The Warner Royals are the athletic teams for Warner University in Lake Wales, Florida, in intercollegiate sports as a member of the National Association of Intercollegiate Athletics (NAIA), primarily competing in the Sun Conference (formerly known as the Florida Sun Conference (FSC) until after the 2007–08 school year) for most of its sports since the 1990–91 academic year; while its men's volleyball team competes in the Mid-South Conference (MSC). They are also a member of the National Christian College Athletic Association (NCCAA), primarily competing as an independent in the South Region of the Division I level.
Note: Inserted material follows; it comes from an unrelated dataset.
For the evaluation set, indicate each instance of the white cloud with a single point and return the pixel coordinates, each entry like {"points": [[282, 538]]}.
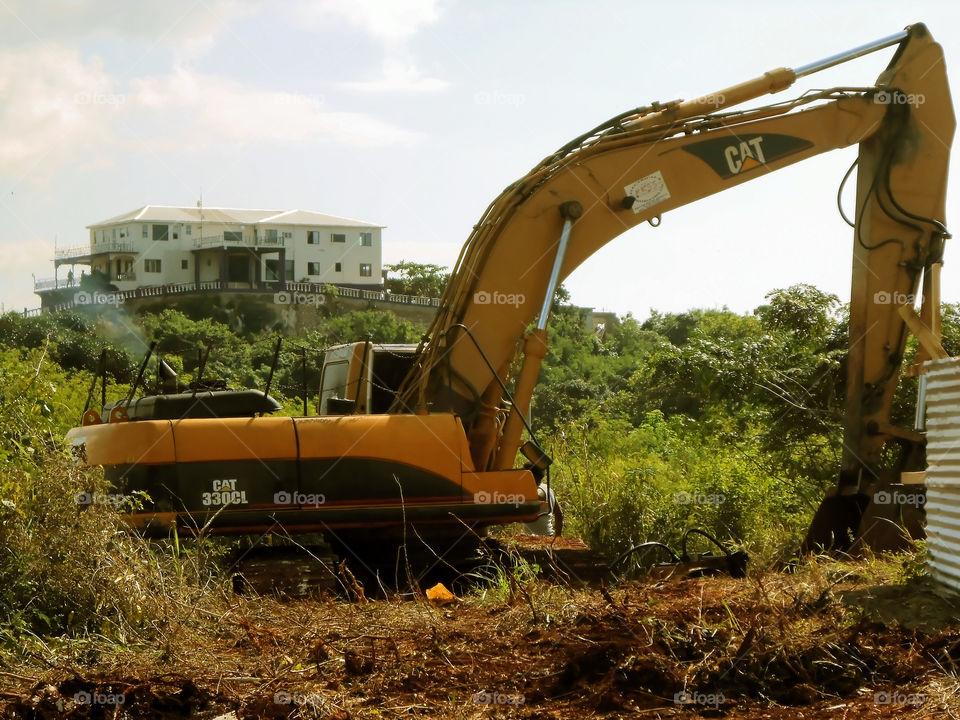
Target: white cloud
{"points": [[390, 20], [55, 104], [204, 110], [181, 25], [392, 23], [398, 76]]}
Their rivals are the Webber Warriors.

== Varsity teams ==
Warner competes in 19 intercollegiate varsity sports

| Men's sports | Women's sports |
| Baseball | Basketball |
| Basketball | Beach volleyball |
| Cross country | Cross country |
| Football | Flag football |
| Soccer | Lacrosse |
| Track and field | Soccer |
| Volleyball | Softball |
|  | Track and field |
|  | Volleyball |
Co-ed sports
Clay target
eSports
Strength sports

=== Football ===
The university added football for the 2013 season. The team initially played as an NAIA Independent program with a mixed schedule of NAIA, NCAA Division II and NCAA Division I FCS competition. The Royals left independent status after the inaugural season when The Sun Conference announced football as a conference sport starting in the 2014 season. After two seasons, the conference announced a football merger with the Mid-South Conference in 2016. Warner and the other conference rivals became affiliate members in the Mid-South, participating in the Sun Division for football.
Their football team gained national recognition after losing 98–0 to Stephen F. Austin on September 24, 2022.

=== Men's volleyball ===
Warner University was the first college/university to offer a varsity men's volleyball program in the state of Florida. The men's volleyball program participates in the SEC conference. The program initially competed in the Mid-America Men's Volleyball Intercollegiate Conference (MAMVIC). The program made back-to-back appearances in the NAIA Men's Volleyball National Invitational Tournament in 2011 and 2012.